You're going to be very surprised and possibly quite disappointed by the Atom's performance. I've suffered through 3 generations of EEE PCs and finally threw in the towel and moved a notch upmarket.
Any single-core Atom will perform worse than your 5-year old Pentium M. Heck, in most benchmarks, a lowly Dothan Celeron-M 900mhz will beat the N270/280, and your (clocked comparably to an Atom) will absolutely smack an Atom silly (probably 2x better performance, all other things equal). And the new Pineview CPUs & Pinetrail chipset is just a smidgen better than the ancient 270/280 + 945GSE combo so that's nothing to get excited about.
99.9% of netbooks have 1024x600 LCDsso that's obviously going to be a downgrade. You will pick up LED screen lighting and an integrated webcam, which might be impotant to you.
The Radeon Mobility 9200 is a DX8 card, whereas the GMA950 is technically DX9. That said, aside from Windows Aero, the 9200 will run circles around the GMA950 for DX7/8 gaming if that's your think. Both will of course fail miserably and won't support hardware-assisted Flash for HD streaming etc.
All netbooks now have 1GB DDR2 standard but that's a wash due to the CPU limitation. ANd it's a single stick and netbooks don't support dual-channel. DDR3 is just starting to trickle into the 11.6" ultraportable and ION market.
HDD capacities now are similar (160gb-250gb) though performance, noise & power consumption will be considerably better due several generations of newer portable HDD tech. You will have XP SP3 or Win 7 starter on most netbooks, with a handful coming with Win 7 Home Premium. You can always do a Windows Anytime Upgrade to bump up from Starter to 7 HP.

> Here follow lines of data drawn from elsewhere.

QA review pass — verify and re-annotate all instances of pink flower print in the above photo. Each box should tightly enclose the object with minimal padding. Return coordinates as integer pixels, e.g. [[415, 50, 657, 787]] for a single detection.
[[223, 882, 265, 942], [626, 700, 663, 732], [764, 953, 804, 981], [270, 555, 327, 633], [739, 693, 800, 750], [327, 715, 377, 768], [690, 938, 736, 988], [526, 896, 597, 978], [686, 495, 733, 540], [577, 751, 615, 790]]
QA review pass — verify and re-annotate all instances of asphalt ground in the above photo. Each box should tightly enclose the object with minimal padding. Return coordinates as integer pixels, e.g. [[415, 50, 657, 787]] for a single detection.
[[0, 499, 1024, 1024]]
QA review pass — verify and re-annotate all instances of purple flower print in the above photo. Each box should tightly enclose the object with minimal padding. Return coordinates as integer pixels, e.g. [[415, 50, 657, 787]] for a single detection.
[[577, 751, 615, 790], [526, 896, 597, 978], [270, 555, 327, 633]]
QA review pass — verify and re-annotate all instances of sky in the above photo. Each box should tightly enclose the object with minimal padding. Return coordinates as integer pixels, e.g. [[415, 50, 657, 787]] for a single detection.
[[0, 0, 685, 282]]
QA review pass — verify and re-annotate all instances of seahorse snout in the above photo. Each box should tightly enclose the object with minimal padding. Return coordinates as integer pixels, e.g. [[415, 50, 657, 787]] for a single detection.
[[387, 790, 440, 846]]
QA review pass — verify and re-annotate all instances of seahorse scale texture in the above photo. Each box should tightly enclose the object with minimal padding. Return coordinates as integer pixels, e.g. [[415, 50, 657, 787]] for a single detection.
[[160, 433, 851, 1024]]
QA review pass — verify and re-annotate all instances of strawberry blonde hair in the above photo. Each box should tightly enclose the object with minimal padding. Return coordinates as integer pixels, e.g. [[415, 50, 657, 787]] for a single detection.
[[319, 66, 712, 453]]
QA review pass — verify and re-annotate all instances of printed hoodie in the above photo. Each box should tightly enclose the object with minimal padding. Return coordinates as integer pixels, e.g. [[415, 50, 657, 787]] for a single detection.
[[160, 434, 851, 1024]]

You'll naturally lose the optical drive. You'll probably pick up another USB 2.0 port or two.
MANY netbooks nowadays still don't come with "N" wireless or Bluetooth. In fact, both (esp. BT) are considered sort of speciality, higher-cost luxury items that you will pay extra for. Most of the cheaper Ralink etc. wireless chipsets used in contemporary netbooks are 2.4Ghz only and don't hold a candle to a solid Intel wireless G card.
Weight & battery life, any netbook or even any current ultraportable will absolutely trounce your trusty HP.
Honestly, your best bet would be something like an 11.6" CULV machine---I am partial to the Acer Aspire 1410 with the SU2300 Celeron dual-core ($400-$450). You also get such goodies as HDMI output and a multitouch touchpad. If you need more graphics horsepower, the Asus EEE PC 120N which has an ION chipset and a dual-core Atom 330 (desktop). It'll give you a nice CPU boost (though far weaker than the ULV CPUs) while offering a HUGE improvment in GPU capabilities and still beat your old HP's battery life.